“I wish I could think so,” said his patron; “but I have a little more knowledge of the world than you, Zabra, and I know something more of the disposition of such men. As long as he lives they will consider themselves insecure. They can know no peace save in his death; and I am convinced that they will use every exertion to accomplish it. I hope I may be enabled to return in time to frustrate their intentions. I should like nothing better than to expose their machinations, and to punish them in an appropriate manner; and if the people exist in the same state of feeling as when my father last wrote, I will show them something they little expect to see. My father’s friends are almost innumerable in Columbus, and are always ready with hand and heart to serve him whenever he will give the word, which he is always exceedingly loth to give; and I think I may say that my friends in the metropolis are neither despicable in number nor in influence, and are as eager to befriend me in time of need; and I shall be quite as eager to accept their services. I remember the times when I have been exercising my regiment, the devotion that was displayed by both officers and men; but this I am well aware was owing to their admiration of my father’s virtues. Of them I am secure. My fondness for military exercises made me labour to perfect in discipline the troops I commanded, and they are now as effective a body of men as ever entered a field of battle. They will perform good service wherever they go. The national guard is another powerful engine to be employed on such an occasion. In the metropolis alone they amount in number to about twenty thousand; and they are devotedly attached to my father. If there exist but a sufficient cause I know that I have only to present myself amongst them, to induce them to follow me wherever I choose to lead.”
“I trust you will have no occasion for their services,” said his companion; “it is my belief that on our return we shall find every thing in the most comfortable state, and all parties satisfied with each other. Your military dreams will then be completely disappointed, and you will be under the painful necessity of making up your mind to share the well-earned honours of your father, and partake of a perfect state of happiness with Eureka.”
“Ah, Eureka!” exclaimed the young merchant with passionate emphasis; “how rejoiced I shall be to return to her! I often find myself inquiring into the possibility of a change in her disposition towards me.”
“That can never be, Oriel;” observed the other.
“I have the fullest confidence in her fidelity, but sometimes I find an apprehension intrude without knowing what produced it;” said his companion. “There are no such self-tormentors as your true lovers; and although I should be among the first to laugh at the suffering they give themselves, I must acknowledge that on more than one occasion I have endured a state of feeling which was any thing but satisfactory.”
“By what was it occasioned?” inquired Zabra.

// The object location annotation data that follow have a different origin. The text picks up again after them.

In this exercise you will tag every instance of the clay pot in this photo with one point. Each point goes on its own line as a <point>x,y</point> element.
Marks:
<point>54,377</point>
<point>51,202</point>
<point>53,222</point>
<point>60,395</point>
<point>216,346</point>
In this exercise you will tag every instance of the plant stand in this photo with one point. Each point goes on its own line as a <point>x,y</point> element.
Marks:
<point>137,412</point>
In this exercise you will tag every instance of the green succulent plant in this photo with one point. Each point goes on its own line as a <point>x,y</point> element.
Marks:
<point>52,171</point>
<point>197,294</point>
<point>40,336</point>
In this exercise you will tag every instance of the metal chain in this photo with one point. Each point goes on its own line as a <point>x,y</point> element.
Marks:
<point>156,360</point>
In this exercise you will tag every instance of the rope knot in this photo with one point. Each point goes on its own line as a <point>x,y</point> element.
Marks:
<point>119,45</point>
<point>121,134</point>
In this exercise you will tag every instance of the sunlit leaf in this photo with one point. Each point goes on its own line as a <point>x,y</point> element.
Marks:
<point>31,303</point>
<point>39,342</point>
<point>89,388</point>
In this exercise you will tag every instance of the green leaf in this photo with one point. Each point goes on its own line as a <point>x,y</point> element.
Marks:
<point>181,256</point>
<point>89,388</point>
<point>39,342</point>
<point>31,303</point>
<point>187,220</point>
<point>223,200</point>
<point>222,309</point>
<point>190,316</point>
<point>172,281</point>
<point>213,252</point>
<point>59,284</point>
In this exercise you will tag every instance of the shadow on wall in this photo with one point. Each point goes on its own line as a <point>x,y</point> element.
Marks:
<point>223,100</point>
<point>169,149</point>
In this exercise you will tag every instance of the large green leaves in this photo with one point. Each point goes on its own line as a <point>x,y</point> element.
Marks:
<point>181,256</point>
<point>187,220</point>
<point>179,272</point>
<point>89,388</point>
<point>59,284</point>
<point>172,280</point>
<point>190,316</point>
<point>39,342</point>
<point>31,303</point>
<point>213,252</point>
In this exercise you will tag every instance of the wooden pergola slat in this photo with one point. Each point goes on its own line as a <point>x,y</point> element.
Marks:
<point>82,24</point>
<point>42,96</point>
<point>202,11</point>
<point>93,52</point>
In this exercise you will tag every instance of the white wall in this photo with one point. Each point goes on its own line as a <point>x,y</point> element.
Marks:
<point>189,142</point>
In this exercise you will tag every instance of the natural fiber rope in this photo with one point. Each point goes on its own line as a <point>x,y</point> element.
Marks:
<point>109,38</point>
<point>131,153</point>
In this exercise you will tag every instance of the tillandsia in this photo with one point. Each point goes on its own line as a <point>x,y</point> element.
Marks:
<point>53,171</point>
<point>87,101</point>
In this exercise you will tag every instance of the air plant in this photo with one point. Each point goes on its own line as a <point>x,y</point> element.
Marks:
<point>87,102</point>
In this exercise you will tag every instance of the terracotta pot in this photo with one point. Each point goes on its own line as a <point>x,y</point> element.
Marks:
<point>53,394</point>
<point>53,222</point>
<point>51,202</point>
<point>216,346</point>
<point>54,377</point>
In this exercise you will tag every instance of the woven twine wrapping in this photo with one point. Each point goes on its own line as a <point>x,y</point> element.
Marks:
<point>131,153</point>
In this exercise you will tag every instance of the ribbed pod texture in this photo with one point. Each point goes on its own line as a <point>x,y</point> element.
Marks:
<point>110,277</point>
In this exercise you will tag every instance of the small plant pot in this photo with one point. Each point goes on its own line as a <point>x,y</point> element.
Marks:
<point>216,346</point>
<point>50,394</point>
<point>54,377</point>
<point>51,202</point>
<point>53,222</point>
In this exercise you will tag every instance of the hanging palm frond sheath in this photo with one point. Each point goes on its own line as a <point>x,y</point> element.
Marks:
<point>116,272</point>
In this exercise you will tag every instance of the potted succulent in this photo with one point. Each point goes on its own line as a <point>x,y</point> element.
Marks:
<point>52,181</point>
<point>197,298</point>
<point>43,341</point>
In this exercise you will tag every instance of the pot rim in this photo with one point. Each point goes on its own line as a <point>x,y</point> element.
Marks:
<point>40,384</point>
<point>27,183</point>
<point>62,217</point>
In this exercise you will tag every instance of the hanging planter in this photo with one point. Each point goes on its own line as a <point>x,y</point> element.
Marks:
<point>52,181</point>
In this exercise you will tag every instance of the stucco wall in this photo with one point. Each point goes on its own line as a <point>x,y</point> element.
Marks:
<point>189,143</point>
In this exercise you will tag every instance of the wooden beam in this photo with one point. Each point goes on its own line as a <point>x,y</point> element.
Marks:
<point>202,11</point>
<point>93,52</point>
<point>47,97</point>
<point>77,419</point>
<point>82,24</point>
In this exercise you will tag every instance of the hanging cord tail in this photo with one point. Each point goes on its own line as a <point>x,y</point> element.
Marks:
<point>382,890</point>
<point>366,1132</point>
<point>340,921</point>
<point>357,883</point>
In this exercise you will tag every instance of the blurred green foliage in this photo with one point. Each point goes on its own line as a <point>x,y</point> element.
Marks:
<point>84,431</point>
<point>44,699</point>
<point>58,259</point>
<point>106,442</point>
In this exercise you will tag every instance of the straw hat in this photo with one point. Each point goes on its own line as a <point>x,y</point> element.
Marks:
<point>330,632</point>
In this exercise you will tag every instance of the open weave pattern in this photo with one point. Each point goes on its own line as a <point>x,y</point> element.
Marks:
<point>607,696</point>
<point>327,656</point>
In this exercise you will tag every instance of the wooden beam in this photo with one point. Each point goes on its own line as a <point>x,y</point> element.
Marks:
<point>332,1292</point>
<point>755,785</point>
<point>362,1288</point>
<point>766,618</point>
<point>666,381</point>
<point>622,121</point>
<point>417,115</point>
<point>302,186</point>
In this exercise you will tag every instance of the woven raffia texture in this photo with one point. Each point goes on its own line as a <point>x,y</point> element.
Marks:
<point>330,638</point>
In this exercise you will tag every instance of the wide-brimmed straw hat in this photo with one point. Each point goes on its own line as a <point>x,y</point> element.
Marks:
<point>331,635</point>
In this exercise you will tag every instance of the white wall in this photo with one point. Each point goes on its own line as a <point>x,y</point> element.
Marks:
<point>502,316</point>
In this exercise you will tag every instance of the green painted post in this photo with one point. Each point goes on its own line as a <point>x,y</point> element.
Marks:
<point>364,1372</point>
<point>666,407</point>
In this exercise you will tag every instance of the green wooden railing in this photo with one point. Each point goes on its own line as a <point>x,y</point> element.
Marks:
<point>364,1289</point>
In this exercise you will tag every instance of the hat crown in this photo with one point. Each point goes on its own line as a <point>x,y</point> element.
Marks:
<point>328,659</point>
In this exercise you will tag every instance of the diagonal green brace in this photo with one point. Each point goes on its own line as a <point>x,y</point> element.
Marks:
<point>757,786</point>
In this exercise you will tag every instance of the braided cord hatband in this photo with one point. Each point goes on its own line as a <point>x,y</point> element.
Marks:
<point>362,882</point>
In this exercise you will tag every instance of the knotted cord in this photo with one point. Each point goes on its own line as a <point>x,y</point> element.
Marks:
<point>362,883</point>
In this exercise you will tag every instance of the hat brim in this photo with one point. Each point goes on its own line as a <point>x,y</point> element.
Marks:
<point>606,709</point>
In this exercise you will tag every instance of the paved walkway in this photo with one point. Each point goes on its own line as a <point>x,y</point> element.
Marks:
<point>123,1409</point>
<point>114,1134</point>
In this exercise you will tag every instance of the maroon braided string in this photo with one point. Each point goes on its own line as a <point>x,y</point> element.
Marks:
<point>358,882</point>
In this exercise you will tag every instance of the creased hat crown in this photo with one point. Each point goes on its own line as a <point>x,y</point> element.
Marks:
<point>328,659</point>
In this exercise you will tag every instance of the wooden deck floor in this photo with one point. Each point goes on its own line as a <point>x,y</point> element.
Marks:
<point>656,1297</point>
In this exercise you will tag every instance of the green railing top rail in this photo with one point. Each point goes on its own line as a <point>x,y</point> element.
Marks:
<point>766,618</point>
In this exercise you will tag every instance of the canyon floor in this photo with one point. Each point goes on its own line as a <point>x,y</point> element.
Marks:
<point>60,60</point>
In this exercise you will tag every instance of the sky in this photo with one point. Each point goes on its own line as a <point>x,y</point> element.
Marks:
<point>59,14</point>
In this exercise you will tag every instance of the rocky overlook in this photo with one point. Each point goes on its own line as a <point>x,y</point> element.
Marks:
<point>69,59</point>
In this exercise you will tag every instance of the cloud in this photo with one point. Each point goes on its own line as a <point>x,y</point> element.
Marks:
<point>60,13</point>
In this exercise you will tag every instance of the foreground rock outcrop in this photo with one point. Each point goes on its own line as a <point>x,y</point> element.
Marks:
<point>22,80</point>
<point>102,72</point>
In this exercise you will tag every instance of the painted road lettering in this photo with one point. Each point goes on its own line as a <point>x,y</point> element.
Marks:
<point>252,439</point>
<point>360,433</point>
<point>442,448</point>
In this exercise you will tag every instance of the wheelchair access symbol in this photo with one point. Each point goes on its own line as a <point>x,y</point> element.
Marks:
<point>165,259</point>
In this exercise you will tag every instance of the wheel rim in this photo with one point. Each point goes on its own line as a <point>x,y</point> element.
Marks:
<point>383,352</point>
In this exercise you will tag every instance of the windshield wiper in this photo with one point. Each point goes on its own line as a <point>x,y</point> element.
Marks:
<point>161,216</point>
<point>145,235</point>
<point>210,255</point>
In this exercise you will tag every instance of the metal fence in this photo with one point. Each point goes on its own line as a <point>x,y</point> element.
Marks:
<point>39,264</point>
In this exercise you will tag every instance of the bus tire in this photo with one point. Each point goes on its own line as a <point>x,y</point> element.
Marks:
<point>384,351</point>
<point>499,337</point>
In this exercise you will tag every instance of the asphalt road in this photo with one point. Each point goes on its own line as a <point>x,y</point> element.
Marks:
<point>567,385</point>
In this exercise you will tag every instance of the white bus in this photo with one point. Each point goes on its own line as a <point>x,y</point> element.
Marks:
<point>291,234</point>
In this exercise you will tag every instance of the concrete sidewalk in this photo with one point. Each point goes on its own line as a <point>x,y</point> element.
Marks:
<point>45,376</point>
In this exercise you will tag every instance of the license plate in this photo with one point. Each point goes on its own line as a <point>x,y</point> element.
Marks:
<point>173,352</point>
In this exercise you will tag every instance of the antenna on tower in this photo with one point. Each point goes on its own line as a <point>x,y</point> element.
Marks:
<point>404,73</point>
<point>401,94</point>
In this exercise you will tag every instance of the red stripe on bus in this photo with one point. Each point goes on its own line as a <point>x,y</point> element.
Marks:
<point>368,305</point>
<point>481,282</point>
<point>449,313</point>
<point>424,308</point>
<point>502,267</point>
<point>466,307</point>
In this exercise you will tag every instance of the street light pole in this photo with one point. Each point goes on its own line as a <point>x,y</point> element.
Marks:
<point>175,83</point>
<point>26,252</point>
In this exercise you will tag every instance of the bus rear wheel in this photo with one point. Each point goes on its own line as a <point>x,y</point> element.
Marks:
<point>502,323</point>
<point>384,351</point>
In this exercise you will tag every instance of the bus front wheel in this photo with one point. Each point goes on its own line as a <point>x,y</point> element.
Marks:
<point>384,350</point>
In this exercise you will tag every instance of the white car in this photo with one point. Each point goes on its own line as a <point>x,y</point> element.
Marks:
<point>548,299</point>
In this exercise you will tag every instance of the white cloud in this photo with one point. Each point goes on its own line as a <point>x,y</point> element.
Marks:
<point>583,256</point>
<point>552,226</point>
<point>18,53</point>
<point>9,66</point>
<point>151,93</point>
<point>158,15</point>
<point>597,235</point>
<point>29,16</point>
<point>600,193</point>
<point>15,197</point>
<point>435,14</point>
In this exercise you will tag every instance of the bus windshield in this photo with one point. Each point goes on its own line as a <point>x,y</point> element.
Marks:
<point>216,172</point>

“Merely from my ignorance of the motives which have induced her to deny me any communication with her till my return;” answered Oriel.
“You would not condemn her if you knew what made such a denial necessary;” remarked his young friend.
“Very probably not: but the mischief of it is, I do not know;” said Master Porphyry. “Any thing in the shape of a mystery annoys me amazingly, and this behaviour of hers appears to me most mysterious and unaccountable. I think between lovers the most perfect sincerity should exist. There should be no room left for doubt or suspicion. But in the generality of attachments you will find much more deception than sincerity. In the affections of youth there is an earnestness which is the most natural and convincing that can be conceived; but as the heart grows older, it gradually loses all this admirable freshness and purity, and in a few short years it has recourse to artifices and disguises without number. I detest deceit. I cannot imagine Eureka deceitful. I hope never to find her so. To the truly devoted—to one who finds no enjoyment like that which proceeds from honoring his adored as the truest, the purest, and the best, there can be nothing so revolting as the discovery that she whom he worships as one so pre-eminent in goodness is the habitual practiser of contemptible deceits, hides all her actions under a cloak of elaborate artifices, and lives in a spider-like existence, spinning a dirty web to hide herself and betray her victims.”
“Eureka is of a very different character;” observed Zabra, who during the preceding observations had appeared exceedingly confused. “She has not deceived you in any thing which it was requisite for you to know. She detests artifice as much as you do. But there are always some things which the most sincere may find it necessary to conceal. The truth cannot be spoken at all times.”